Method 90 neonates (>32 weeks gestation) with perinatal HIE were enrolled prospectively. Perinatal HIE was categorised into three stages according Sarnat and Sarnat clinical scoring system and changes seen on amplitude integrated electroencephalography. NSE and LDH analysis in BS and CSF were taken during first 48h of age. Neurodevelopment outcome was assessed at 12 months of corrected gestational age using Denver Developmental Screening Test.
Results Concentrations of NSE and LDH in CSF were significantly higher in neonates with advanced stage of HIE and corresponded well with subsequent neurodevelopment outcome (p<0.01). Concentrations of LDH in BS were significantly higher in neonates with advanced stage of HIE and corresponded well with MODS (p<0.01) and subsequent neurodevelopment outcome (p<0.01) while concentrations of NSE in BP were no significantly higher in neonates with advanced stage of HIE (p>0.5).
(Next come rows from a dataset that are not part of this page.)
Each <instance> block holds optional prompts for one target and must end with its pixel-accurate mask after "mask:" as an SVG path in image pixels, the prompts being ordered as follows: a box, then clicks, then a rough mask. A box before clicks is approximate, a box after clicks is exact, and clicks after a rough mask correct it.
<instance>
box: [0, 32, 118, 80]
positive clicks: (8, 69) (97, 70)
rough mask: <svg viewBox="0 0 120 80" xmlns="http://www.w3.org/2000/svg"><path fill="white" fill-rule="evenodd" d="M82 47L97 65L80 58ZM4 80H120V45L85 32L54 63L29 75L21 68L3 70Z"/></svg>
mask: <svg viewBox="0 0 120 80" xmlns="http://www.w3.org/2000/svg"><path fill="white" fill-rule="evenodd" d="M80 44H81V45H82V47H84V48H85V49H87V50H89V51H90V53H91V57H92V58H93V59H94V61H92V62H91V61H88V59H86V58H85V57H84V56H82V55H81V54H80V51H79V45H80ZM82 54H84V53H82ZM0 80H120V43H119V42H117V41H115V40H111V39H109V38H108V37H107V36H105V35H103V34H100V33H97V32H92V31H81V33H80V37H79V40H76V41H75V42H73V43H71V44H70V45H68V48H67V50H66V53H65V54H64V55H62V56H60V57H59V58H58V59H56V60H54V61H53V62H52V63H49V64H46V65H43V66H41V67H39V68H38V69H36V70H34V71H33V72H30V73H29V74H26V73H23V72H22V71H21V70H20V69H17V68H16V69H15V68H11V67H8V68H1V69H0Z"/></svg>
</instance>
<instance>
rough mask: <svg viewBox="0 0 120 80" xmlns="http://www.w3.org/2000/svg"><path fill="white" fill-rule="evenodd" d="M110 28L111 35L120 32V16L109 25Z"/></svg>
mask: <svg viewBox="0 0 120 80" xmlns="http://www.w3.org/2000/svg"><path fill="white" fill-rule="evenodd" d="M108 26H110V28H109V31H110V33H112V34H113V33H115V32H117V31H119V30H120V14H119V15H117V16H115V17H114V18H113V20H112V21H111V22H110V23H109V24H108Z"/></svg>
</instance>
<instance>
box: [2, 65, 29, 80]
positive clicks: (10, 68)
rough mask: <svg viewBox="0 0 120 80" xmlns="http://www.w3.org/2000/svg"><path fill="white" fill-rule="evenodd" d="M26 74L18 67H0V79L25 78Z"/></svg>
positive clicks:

Conclusions NSE and LDH analysis in CSF are accurate diagnostic tool for assessing extension of hypoxic-ischemic brain damage and early identification neonates with perinatal HIE who are at high risk of developmental delay. LDH analysis in BP also might offer an inexpensive, safe and simple prognostic tests for evaluating nenates with perinatal HIE.